Sıkıntıyla ofladım. Doğru söylüyordu. Dışarda okuldan sonra babamlarla yemek yemiş eve dönüyorduk. Yekta'yla aramızın eskisi gibi olmadığına dair düşüncelerden oldukça bunalarak kazağı çıkarıp kenara atmıştım. Babam da banyodaydı, anahtar bulmakla uğraşamazdım şimdi. Dışarıdan gelen korna sesiyle dolaba yönelip koyu mavi bir başka kazak alıp çantama tıkarak merdivenlere yöneldim.

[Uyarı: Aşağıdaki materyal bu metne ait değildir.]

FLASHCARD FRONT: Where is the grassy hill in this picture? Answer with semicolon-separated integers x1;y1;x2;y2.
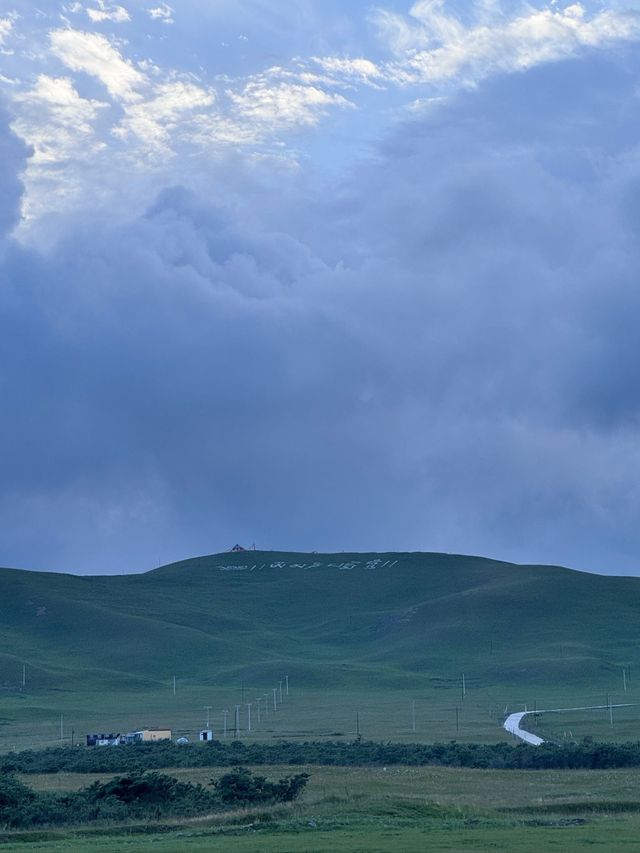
1;551;640;748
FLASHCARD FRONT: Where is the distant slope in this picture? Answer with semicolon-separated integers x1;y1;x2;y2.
1;550;640;693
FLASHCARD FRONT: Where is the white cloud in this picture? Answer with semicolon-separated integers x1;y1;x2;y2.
148;4;174;24
49;28;145;102
87;3;131;24
0;14;15;47
16;74;107;162
311;56;384;86
308;56;386;89
116;80;215;153
373;2;640;86
230;73;352;129
5;0;640;235
12;74;108;221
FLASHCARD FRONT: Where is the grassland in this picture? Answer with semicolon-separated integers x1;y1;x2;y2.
3;764;640;851
2;550;640;749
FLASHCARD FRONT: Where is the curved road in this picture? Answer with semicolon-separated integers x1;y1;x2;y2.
503;703;636;746
503;711;544;745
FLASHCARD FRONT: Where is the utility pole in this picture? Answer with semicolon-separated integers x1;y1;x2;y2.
272;687;277;711
263;694;269;716
222;710;228;739
22;664;26;689
623;668;628;693
462;673;466;701
356;711;360;738
247;702;252;733
256;697;262;724
173;675;176;697
60;714;64;742
204;706;212;729
285;675;289;696
234;705;240;738
412;700;416;734
455;706;459;733
279;680;283;703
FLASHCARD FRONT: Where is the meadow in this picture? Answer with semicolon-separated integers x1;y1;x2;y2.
3;764;640;851
2;550;640;750
3;551;640;849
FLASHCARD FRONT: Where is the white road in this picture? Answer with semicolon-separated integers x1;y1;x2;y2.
503;711;544;745
503;703;637;746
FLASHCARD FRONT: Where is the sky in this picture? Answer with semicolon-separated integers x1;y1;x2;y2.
2;1;640;575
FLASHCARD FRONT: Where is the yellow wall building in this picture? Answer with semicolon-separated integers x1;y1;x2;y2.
134;729;172;742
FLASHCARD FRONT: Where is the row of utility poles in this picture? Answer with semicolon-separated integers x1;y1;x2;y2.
206;675;290;739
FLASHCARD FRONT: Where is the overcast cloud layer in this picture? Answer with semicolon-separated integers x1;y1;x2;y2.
2;2;640;574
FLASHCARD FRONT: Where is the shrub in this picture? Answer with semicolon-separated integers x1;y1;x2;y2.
212;766;309;805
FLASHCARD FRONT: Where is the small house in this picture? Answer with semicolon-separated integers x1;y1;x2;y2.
124;728;172;743
86;733;121;747
199;729;215;742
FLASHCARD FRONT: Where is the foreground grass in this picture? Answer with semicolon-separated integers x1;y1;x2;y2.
19;763;640;808
4;822;640;853
4;764;640;851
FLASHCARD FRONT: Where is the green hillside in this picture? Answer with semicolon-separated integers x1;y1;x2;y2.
1;551;640;749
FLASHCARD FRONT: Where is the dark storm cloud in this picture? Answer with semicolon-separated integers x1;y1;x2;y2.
2;53;640;574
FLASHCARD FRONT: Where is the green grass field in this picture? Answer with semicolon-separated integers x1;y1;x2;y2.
3;549;640;849
3;764;640;851
2;550;640;749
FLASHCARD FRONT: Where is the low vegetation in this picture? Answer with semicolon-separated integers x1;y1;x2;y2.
5;738;640;777
0;766;309;829
3;763;640;851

"Ablan mı alacaktı bugün seni?" Mırıldanarak onaylarken ayakkabılarımı ayağıma geçiriyordum. Bu botları da kazağımla beraber yeni almıştım. Bayıldığım paradan sonra uzun süre alışveriş yüzü görmeyeceğim kesindi.
"Niye çıkmıyor yukarı?"
"Acelesi varmış, öpüyormuş sizi. Hadi ben çıktım annem." Ona dönüp yanağına bir öpücük bırakıp kapıyı açarak dışarı çıktığımda arkamdan seslendi.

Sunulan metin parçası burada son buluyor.